# Burning smell



## dagoo98 (Apr 23, 2004)

I was driving my E39 540/6 today and I really had the heat cranking because it was about 20 degrees, when I started to smell something burning. I could smell the scent for a long period of time, checked it out later when I got home and I could smell it coming from the engine bay when I was in my garage. I searched the engine bay for anything burnt or smoke but no luck. Any ideas?


----------



## Lanc3r (Sep 5, 2004)

dagoo98 said:


> I was driving my E39 540/6 today and I really had the heat cranking because it was about 20 degrees, when I started to smell something burning. I could smell the scent for a long period of time, checked it out later when I got home and I could smell it coming from the engine bay when I was in my garage. I searched the engine bay for anything burnt or smoke but no luck. Any ideas?


belts, battery, fuses. Being more specific about the smell helps. Does it smell like: burnt oil, plastic/rubber, electrical?


----------



## Ohmess (May 29, 2003)

*An Idea*



dagoo98 said:


> I was driving my E39 540/6 today and I really had the heat cranking because it was about 20 degrees, when I started to smell something burning. I could smell the scent for a long period of time, checked it out later when I got home and I could smell it coming from the engine bay when I was in my garage. I searched the engine bay for anything burnt or smoke but no luck. Any ideas?


Maybe you drove over the type of plastic bags that are used to deliver newspapers and one of them stuck to your exhaust system.


----------



## dagoo98 (Apr 23, 2004)

Ohmess said:


> Maybe you drove over the type of plastic bags that are used to deliver newspapers and one of them stuck to your exhaust system.

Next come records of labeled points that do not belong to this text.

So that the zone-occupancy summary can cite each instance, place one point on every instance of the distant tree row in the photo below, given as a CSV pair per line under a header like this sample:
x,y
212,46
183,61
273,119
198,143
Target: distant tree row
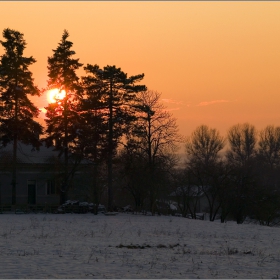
x,y
238,174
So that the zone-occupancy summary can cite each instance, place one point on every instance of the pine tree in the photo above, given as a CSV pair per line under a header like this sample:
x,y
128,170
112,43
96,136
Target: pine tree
x,y
116,95
16,110
63,115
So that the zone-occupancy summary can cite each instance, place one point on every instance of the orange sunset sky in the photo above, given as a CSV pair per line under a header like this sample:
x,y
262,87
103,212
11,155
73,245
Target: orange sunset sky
x,y
215,63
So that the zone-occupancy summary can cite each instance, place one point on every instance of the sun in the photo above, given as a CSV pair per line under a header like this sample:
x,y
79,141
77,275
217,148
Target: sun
x,y
54,94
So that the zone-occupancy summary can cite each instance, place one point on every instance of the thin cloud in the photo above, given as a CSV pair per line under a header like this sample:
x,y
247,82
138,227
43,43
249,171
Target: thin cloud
x,y
206,103
172,101
173,109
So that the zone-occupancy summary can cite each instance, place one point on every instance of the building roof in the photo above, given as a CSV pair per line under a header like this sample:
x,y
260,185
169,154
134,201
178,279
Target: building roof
x,y
28,154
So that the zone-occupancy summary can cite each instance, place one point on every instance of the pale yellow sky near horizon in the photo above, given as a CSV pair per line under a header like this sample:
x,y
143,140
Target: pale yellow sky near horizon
x,y
215,63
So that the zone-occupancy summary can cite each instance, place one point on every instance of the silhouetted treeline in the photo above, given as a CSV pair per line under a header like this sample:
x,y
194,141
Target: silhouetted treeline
x,y
130,141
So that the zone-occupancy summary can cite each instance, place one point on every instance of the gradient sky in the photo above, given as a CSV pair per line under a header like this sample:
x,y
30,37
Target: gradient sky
x,y
215,63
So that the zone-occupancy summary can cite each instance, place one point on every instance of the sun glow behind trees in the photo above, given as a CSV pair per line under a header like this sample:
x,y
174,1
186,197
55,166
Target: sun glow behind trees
x,y
55,94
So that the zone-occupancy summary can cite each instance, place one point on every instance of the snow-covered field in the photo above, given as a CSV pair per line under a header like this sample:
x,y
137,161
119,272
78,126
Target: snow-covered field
x,y
134,246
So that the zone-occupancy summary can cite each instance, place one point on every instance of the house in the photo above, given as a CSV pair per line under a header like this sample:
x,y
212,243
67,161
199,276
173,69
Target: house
x,y
38,177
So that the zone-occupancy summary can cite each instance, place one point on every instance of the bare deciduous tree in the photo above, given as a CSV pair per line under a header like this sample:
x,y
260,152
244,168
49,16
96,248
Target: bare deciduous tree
x,y
155,135
203,161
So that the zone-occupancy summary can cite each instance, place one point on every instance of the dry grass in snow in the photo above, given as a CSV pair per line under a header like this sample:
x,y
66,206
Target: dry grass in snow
x,y
134,246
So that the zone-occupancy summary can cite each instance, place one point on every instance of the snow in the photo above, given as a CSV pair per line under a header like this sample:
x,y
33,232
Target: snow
x,y
134,246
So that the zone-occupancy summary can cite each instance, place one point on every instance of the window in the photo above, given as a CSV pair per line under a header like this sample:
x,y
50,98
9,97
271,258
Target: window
x,y
50,187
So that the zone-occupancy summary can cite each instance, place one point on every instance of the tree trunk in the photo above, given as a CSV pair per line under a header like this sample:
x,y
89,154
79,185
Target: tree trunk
x,y
110,151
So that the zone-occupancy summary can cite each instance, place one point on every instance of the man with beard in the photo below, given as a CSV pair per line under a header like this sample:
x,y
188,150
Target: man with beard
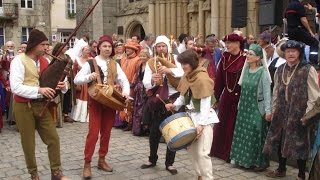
x,y
227,93
155,81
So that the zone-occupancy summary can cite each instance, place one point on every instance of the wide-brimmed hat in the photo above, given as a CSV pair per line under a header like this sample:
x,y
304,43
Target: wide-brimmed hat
x,y
35,37
105,38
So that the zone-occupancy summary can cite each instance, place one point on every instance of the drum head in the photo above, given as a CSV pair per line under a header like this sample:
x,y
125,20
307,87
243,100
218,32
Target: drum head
x,y
182,140
171,118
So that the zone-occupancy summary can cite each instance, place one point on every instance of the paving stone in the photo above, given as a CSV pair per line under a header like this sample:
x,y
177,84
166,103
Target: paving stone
x,y
126,154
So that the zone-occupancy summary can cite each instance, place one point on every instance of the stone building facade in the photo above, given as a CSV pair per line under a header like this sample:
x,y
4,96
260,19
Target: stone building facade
x,y
18,17
168,17
63,20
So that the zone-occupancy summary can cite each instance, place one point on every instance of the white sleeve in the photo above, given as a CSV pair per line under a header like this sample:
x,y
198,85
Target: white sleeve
x,y
17,71
83,76
123,80
205,105
147,82
180,101
178,71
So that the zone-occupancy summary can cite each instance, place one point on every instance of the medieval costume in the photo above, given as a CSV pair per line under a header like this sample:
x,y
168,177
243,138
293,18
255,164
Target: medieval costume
x,y
166,91
196,91
101,117
139,125
310,119
206,60
255,102
227,93
28,104
129,65
295,92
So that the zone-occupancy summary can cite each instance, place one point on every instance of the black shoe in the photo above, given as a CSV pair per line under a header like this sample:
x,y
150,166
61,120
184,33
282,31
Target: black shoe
x,y
148,165
172,170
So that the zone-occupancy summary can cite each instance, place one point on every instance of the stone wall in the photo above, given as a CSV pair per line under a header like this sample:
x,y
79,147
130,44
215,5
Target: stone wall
x,y
37,17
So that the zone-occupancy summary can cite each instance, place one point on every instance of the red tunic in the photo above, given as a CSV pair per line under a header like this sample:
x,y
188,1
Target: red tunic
x,y
227,92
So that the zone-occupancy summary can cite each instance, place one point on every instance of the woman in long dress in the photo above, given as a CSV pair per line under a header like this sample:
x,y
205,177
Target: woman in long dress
x,y
253,111
80,110
140,98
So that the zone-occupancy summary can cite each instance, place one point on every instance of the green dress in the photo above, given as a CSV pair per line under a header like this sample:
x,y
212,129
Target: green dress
x,y
251,128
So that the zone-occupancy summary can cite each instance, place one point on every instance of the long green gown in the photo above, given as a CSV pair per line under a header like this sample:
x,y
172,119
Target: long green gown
x,y
251,128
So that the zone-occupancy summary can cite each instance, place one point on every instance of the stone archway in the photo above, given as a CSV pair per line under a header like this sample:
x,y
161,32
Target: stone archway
x,y
135,28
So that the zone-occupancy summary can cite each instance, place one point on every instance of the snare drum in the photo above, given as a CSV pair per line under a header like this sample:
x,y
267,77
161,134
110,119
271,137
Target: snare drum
x,y
178,131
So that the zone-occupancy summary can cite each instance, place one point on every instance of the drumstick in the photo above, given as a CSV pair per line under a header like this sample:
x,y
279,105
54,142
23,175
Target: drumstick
x,y
196,138
158,96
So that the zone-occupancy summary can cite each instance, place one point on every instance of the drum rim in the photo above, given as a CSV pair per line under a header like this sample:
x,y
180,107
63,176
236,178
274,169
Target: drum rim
x,y
176,137
171,118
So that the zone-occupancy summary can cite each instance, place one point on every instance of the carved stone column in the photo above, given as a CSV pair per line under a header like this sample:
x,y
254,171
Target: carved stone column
x,y
163,17
215,17
173,19
152,17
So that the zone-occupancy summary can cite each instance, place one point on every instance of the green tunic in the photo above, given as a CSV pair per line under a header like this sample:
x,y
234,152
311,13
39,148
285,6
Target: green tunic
x,y
251,128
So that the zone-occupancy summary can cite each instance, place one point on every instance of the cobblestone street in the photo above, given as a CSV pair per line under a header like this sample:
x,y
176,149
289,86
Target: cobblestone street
x,y
126,154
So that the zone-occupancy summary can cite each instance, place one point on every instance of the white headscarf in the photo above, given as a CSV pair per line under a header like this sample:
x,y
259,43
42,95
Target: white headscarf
x,y
76,51
264,64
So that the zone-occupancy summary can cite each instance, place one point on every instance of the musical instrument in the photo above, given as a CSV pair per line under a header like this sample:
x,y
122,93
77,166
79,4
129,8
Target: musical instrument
x,y
57,70
178,131
107,95
157,62
60,77
110,97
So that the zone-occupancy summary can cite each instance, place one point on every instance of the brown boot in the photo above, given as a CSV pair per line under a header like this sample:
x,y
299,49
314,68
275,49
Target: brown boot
x,y
86,171
57,175
103,165
35,176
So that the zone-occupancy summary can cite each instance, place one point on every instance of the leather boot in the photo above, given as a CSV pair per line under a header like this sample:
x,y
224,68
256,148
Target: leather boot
x,y
102,165
86,174
57,175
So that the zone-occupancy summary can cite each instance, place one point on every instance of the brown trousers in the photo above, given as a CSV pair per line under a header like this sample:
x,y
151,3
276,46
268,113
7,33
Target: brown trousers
x,y
28,120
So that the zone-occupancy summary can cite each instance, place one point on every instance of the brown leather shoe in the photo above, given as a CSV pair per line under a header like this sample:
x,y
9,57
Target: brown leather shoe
x,y
86,171
104,166
57,175
68,119
35,176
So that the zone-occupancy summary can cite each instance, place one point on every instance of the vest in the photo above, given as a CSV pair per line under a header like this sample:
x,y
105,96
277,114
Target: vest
x,y
112,74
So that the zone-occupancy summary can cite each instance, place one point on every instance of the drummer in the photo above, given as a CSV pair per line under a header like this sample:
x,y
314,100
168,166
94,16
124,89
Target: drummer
x,y
196,92
100,117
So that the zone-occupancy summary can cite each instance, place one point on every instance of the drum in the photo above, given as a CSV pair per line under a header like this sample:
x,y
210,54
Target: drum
x,y
108,96
178,131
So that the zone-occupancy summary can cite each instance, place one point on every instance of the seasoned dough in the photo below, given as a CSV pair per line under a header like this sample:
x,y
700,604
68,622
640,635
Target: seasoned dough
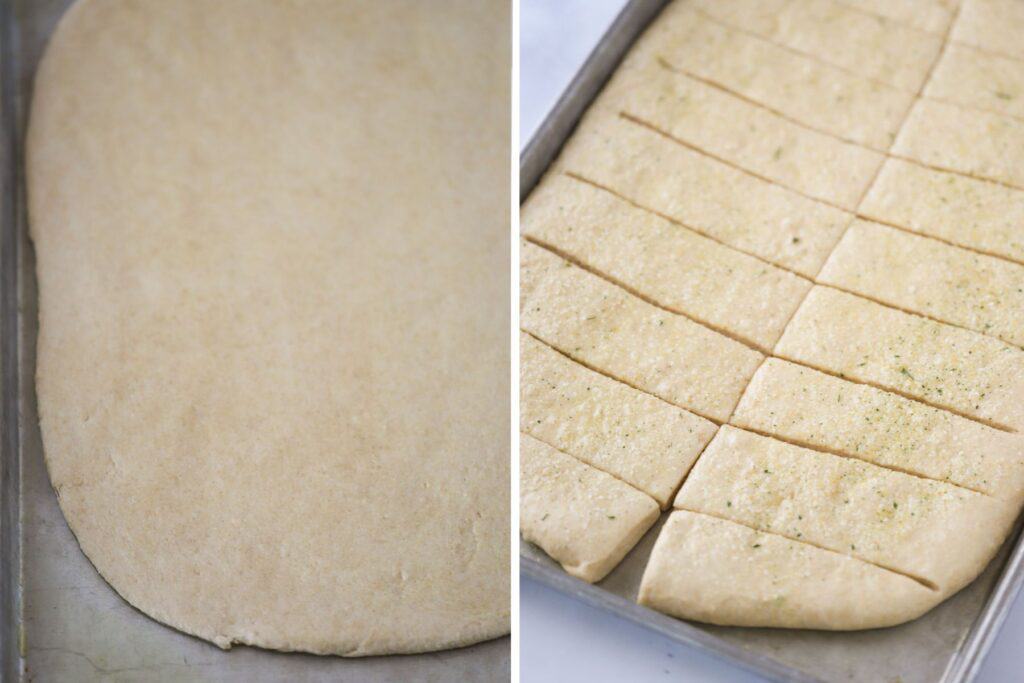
x,y
664,262
978,143
973,78
965,211
969,373
818,95
608,329
931,15
272,372
640,439
889,518
992,25
818,165
698,562
838,35
585,519
949,284
750,214
809,408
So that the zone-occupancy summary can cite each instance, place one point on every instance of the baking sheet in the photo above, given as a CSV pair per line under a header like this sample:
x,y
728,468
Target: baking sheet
x,y
948,644
60,621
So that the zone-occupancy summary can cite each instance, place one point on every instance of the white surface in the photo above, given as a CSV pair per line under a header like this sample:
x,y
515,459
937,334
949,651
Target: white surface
x,y
561,639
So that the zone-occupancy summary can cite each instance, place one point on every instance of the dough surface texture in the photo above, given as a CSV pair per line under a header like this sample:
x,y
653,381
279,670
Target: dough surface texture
x,y
272,361
799,219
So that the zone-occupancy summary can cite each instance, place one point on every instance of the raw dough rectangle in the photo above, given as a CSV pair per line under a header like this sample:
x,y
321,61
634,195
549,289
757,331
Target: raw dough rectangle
x,y
850,107
930,15
978,143
636,437
608,329
698,561
663,261
752,137
809,408
923,275
582,517
838,35
966,211
974,78
969,373
992,25
752,215
892,519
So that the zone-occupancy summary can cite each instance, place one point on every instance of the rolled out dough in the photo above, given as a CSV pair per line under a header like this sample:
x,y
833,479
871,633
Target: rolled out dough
x,y
272,253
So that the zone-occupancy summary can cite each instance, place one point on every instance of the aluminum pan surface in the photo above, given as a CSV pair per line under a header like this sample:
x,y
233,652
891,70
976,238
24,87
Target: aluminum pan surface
x,y
73,626
948,644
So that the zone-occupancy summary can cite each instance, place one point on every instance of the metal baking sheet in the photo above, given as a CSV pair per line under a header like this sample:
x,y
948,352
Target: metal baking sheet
x,y
948,644
60,621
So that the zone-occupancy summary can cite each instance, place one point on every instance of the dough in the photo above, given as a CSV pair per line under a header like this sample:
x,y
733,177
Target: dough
x,y
634,436
693,112
868,470
743,212
805,407
609,330
976,376
272,376
991,25
895,520
820,96
970,77
978,143
698,560
931,15
838,35
948,284
664,262
584,518
965,211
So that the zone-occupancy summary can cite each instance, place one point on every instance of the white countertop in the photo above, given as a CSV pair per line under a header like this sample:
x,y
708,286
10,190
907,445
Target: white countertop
x,y
563,640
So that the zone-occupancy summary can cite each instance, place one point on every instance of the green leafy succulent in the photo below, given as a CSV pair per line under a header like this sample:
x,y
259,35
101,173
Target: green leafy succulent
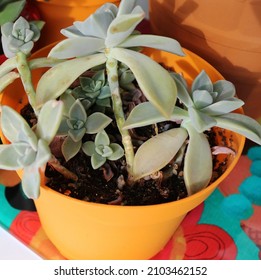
x,y
101,150
95,89
19,36
205,105
29,149
110,36
76,125
108,41
10,10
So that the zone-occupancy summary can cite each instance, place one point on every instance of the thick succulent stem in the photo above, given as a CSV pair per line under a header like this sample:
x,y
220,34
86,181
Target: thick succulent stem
x,y
112,71
26,77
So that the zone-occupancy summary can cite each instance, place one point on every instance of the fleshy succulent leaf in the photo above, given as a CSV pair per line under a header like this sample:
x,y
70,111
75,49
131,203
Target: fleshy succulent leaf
x,y
117,151
202,82
198,161
70,148
161,92
150,157
88,148
123,26
9,158
102,138
136,116
200,121
96,122
15,128
222,107
76,47
202,98
97,161
241,124
225,89
77,111
153,41
56,80
31,182
49,120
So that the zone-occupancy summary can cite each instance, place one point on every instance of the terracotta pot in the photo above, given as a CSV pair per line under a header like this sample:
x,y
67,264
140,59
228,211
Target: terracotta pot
x,y
84,230
59,14
225,33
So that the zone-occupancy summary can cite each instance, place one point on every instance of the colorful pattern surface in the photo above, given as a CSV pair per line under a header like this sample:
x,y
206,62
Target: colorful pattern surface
x,y
207,233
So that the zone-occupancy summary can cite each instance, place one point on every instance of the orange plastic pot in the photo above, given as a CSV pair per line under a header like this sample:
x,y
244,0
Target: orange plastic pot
x,y
59,14
225,33
84,230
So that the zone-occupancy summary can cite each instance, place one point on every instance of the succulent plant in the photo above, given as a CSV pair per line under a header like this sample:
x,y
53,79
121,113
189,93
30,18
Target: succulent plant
x,y
101,150
204,106
10,10
76,125
108,45
29,149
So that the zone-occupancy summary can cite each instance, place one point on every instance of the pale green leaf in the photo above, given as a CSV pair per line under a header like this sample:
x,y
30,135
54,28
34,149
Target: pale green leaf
x,y
11,11
88,148
77,134
225,89
7,66
198,161
56,80
145,114
153,41
241,124
15,128
8,79
154,81
43,153
76,47
222,107
102,138
202,98
9,157
97,161
183,94
49,120
96,122
70,148
126,7
77,111
123,26
31,182
202,82
118,151
157,152
68,100
200,121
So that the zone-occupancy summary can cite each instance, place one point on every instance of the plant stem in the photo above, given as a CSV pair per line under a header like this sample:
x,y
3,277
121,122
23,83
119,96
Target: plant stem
x,y
112,71
26,77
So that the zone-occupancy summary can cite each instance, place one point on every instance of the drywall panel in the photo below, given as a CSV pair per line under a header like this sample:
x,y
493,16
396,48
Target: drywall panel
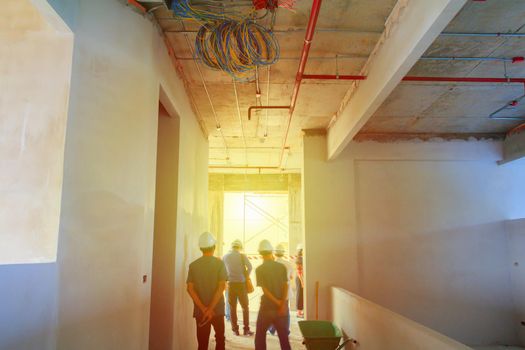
x,y
422,231
516,234
433,245
107,214
35,59
28,300
375,327
329,224
120,64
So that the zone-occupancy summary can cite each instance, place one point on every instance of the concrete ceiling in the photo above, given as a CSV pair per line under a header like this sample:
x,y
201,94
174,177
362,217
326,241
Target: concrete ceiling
x,y
445,109
352,28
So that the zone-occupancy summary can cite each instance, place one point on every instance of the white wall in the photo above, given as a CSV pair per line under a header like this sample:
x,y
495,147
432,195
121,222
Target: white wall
x,y
430,230
516,232
329,220
375,327
36,50
106,230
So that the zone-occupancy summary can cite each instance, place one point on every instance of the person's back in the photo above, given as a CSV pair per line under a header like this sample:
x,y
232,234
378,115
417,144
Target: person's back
x,y
272,278
238,267
235,266
205,273
272,275
205,285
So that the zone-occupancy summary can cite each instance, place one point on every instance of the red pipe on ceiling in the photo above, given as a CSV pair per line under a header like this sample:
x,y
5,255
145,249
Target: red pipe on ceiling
x,y
310,30
137,5
419,78
264,107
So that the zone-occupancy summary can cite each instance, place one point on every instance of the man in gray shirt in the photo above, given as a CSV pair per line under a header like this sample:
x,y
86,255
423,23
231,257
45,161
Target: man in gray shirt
x,y
238,267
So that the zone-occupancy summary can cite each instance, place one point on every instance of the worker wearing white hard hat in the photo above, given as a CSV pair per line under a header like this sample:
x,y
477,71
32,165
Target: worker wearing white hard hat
x,y
239,268
206,283
279,252
299,281
273,279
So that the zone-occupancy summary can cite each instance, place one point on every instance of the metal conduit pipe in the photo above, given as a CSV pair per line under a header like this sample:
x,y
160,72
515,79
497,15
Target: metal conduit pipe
x,y
251,108
310,31
516,59
421,79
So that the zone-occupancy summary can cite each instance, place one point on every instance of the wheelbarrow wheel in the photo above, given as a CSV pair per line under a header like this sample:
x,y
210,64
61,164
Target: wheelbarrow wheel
x,y
342,345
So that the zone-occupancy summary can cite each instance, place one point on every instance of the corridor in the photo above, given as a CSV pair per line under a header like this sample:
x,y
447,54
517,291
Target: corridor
x,y
241,342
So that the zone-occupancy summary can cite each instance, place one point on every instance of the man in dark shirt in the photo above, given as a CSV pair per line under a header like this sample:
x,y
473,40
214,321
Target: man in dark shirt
x,y
273,279
206,282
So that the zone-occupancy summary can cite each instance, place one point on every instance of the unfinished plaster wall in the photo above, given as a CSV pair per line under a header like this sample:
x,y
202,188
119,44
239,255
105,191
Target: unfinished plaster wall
x,y
329,221
376,327
516,242
36,50
430,230
106,231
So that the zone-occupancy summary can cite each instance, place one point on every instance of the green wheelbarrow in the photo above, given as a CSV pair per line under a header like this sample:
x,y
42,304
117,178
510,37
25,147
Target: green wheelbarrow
x,y
322,335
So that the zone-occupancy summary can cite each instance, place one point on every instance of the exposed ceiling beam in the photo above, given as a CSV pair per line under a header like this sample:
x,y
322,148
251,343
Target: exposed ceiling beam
x,y
514,145
410,30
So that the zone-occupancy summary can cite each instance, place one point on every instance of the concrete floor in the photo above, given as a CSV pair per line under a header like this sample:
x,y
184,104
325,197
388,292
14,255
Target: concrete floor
x,y
234,342
498,347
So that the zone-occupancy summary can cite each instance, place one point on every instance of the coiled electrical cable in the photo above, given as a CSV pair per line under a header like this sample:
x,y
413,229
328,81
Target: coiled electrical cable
x,y
236,47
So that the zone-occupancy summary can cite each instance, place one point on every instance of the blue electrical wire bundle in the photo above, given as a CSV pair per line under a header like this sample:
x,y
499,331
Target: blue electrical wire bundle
x,y
204,11
236,47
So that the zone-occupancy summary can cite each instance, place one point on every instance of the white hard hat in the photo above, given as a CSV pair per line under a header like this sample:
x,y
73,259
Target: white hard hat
x,y
206,240
237,244
265,246
280,248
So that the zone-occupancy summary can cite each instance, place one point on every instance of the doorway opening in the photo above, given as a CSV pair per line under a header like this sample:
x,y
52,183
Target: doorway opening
x,y
164,233
252,217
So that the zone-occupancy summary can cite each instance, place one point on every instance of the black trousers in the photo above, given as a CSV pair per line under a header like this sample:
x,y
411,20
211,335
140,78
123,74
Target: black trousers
x,y
203,333
299,294
237,291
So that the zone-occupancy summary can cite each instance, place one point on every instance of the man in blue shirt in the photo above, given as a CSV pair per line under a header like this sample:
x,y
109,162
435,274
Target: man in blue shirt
x,y
273,279
238,267
206,283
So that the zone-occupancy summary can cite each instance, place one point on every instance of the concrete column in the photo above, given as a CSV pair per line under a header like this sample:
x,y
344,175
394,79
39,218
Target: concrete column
x,y
295,212
329,224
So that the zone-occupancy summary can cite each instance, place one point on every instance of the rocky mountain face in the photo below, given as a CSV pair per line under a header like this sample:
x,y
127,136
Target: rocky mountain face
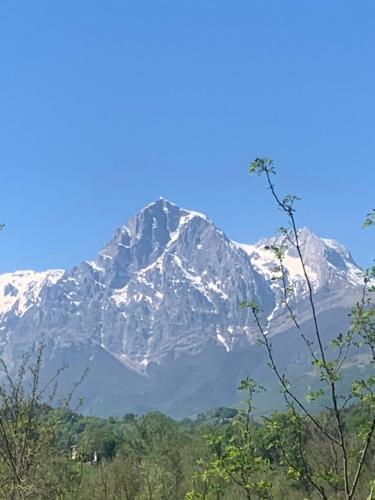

Smells more along the lines of this, definitely not oil or antifreeze. I was considering maybe burning wire insulation or some sort of electrical fire but now that you mention it, it was very windy yesterday and there were plenty of plastic bags flying all over the road so its possible that one of them got caught on the exhaust. I will look into this when I get home.


----------



## dentwgn (Jan 21, 2005)

*Burning Smell*

Funny That You Posted Ive Been Smelling Somewhat Of A Insulation Burning But A Hint Of Fall Leaves When The Heat Is On High But Comes And Gos 1 Every 10 Days In My Series E34. What Strange Is There Is No Smoke Just A Strong Oder


----------